My question is, are there any other analytic solutions to $f(z) = z +f(z^2)$ defined on a different domain, $\Omega\subseteq \mathbb{C}\setminus\mathbb{D}$?
 A: Assuming the problem is not vacuous (obviously, one can take a domain $U$ s.t $U^2 \cap U= \emptyset$ and any analytic $f$ on $U$ and declare the condition satisfied trivially because there is no $z^2 \in U$ when $z \in U$) the answer is no. 
Assume by contradiction such an $f$ exists on a domain $U$ exterior to the unit disc and that the formula gives the analytic continuation of $f$ to $U^2, U^4,...$ (where $U^2$ open is the image of $U$ under $z \to z^2$, etc) and let $W$ the open set (could be disconnected) that is the union of $U, U^2..$ so $f$ is analytic on $W$
The fundamental fact we will use is that if $z, -z \in W$ then $f(z)-f(-z)=2z$ hence $|f(z)| +|f(-z)| \ge 2|z|$
Now, picking $a \in U$, there is a disc centered at $a$ contained in $U$, which means there is a root of unity $\alpha$ of some order $2^k$ and $r>1$ st $r\alpha \in U$ (pick a ray through the origin passing through the above disc and get a close enough ray with an appropriate angle...).

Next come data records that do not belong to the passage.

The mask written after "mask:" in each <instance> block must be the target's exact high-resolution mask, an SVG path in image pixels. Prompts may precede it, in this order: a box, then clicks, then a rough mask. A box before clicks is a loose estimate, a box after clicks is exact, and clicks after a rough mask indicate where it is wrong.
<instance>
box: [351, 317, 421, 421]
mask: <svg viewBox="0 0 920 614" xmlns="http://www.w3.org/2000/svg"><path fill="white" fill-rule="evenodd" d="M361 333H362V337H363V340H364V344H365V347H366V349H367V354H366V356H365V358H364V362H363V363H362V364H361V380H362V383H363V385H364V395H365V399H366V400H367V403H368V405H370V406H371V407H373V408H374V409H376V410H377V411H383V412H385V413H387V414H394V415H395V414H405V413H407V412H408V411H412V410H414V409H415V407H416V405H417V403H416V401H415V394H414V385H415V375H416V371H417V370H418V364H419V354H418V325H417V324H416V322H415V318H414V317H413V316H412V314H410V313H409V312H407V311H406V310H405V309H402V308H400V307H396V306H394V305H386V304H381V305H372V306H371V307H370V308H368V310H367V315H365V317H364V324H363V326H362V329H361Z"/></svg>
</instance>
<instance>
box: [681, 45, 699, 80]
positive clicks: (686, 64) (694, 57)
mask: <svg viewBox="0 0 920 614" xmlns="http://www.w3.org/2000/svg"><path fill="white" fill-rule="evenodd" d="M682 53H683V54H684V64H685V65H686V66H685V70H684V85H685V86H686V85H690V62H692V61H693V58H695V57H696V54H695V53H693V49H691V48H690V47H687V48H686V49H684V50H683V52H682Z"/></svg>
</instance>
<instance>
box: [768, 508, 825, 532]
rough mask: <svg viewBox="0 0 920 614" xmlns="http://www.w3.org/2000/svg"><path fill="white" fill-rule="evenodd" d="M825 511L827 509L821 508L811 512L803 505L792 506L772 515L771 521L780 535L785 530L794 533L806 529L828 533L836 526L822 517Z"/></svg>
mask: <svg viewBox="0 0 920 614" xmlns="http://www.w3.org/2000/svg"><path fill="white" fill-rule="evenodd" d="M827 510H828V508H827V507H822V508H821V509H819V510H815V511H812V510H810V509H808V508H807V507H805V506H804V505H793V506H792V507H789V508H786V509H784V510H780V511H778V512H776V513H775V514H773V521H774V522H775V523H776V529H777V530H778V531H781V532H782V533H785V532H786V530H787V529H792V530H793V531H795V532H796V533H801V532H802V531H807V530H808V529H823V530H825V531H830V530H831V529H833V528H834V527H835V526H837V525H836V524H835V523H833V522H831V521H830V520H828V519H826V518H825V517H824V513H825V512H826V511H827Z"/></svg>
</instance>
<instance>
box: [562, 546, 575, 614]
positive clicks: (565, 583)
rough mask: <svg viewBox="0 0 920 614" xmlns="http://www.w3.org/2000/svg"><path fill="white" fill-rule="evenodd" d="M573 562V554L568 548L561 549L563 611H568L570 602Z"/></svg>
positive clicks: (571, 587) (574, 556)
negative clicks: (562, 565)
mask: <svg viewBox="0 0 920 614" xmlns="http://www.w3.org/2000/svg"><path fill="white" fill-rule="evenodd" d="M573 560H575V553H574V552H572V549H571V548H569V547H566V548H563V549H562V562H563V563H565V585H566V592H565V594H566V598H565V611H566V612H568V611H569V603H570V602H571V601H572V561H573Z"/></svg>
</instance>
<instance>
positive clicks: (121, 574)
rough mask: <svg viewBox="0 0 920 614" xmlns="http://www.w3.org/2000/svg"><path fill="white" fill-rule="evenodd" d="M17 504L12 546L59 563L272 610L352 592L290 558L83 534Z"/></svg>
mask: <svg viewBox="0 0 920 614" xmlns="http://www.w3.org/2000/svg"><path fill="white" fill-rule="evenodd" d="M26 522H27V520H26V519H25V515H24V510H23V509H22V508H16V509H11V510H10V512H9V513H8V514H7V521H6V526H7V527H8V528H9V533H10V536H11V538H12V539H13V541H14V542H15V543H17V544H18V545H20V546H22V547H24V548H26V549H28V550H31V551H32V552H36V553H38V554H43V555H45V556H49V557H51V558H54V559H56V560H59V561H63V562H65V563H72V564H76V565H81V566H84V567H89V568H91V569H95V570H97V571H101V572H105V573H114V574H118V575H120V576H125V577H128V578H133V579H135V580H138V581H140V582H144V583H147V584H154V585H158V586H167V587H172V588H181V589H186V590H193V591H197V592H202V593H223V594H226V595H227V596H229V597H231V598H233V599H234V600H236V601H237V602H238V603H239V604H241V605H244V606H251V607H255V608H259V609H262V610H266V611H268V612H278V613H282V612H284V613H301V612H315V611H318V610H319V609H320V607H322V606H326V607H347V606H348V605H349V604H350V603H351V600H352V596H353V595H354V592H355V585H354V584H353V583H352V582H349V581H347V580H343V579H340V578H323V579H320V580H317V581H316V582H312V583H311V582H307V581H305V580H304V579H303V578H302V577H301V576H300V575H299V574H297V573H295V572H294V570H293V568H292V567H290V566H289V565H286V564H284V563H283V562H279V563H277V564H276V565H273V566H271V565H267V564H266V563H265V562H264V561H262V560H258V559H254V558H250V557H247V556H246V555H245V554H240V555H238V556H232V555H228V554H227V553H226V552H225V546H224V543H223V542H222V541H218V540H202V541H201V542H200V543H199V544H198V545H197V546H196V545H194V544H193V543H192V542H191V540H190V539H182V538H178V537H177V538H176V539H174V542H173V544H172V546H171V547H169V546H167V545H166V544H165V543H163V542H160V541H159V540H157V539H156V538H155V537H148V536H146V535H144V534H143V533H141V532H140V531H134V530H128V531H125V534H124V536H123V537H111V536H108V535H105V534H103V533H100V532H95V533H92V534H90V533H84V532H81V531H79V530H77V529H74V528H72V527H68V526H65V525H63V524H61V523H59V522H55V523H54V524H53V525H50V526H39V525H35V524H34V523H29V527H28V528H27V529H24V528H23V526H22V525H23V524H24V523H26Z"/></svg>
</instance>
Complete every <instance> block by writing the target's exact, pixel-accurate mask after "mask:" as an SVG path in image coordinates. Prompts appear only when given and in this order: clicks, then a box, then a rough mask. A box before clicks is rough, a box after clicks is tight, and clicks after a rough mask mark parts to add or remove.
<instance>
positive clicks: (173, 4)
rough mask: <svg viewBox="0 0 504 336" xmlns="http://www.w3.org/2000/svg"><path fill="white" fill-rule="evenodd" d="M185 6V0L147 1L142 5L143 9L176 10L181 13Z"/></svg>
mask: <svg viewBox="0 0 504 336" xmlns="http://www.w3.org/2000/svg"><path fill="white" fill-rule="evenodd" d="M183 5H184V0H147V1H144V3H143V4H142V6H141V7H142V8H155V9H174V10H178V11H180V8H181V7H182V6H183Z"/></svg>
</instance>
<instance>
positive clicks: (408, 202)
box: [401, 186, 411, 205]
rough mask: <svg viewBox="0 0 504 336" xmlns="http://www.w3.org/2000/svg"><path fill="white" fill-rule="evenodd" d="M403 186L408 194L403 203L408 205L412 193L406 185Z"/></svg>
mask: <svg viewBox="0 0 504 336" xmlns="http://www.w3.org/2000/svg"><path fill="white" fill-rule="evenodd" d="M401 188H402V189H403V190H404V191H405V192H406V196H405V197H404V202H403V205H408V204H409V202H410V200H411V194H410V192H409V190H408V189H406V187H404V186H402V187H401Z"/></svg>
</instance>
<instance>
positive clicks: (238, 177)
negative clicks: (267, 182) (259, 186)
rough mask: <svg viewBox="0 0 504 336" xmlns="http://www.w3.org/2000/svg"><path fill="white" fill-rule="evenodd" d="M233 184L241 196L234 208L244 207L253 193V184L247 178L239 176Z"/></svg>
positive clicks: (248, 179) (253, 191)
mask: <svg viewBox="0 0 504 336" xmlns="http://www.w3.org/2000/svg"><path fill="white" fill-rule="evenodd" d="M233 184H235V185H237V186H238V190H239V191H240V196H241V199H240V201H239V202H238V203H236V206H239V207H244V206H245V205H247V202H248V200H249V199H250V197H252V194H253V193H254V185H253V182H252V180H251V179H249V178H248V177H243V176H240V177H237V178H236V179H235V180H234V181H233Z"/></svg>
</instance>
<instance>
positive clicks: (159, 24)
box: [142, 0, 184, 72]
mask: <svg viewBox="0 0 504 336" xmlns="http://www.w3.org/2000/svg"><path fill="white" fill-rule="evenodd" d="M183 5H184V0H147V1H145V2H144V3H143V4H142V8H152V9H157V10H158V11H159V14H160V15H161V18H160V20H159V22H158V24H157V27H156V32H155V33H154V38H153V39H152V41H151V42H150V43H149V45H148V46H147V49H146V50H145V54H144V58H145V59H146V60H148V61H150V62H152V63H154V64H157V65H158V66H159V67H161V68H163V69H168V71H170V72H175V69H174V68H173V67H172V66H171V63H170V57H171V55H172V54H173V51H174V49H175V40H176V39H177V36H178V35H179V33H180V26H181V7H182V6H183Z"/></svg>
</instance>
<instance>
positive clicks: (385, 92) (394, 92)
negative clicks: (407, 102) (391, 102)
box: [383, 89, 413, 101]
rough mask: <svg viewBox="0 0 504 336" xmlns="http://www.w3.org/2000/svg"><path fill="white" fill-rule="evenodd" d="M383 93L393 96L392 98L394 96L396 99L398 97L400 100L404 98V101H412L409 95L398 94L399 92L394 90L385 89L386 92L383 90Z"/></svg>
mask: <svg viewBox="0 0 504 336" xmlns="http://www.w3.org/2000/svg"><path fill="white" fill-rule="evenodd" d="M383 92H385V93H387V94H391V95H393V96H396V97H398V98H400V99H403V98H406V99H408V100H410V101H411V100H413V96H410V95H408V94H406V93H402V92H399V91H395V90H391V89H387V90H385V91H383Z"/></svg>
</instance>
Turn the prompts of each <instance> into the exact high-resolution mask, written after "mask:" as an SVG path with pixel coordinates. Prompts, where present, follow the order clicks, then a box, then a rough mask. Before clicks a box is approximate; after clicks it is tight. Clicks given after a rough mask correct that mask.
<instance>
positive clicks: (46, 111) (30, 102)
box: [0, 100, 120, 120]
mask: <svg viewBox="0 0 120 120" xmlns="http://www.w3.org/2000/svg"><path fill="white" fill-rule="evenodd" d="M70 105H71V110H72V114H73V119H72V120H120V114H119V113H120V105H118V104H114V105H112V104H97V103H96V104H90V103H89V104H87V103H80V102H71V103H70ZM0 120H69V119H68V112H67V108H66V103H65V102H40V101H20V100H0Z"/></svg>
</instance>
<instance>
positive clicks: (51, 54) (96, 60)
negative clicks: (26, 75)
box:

This means that some positive number $R >1$ is in $W$. 
But now $W$ is open so there is a small closed disc $\bar V$ centered at $R$ included in $W$ and again picking appropriate rays we find that $Re^{\pi 2^{-N-1}i}$ is in $V$ for all high enough $N$ (or notice that $Re^{\pi 2^{-N-1}i} \to R, N \to \infty)$. 
Since $f$ is continuous on $\bar V$, $|f|$ attains a maximum $M$ there.
Now $-R^{2^{N+1}}$ is in $W$, so $f(R^{2^{N+1}})-f(-R^{2^{N+1}})=2R^{2^{N+1}}$
$f(R)=R+R^2+...R^{2^n}+f(R^{2^{n+1}})$ for any $n \ge 0$, hence $|f(R^{2^{N+1}})| \le (N+2)R^{2^{N}}+M$ and similarly for $|f(-R^{2^{N+1}})|$, which gives $2R^{2^{N+1}}\le (2N+4)R^{2^{N}}+2M$ and that is impossible for high enough $N$. Done!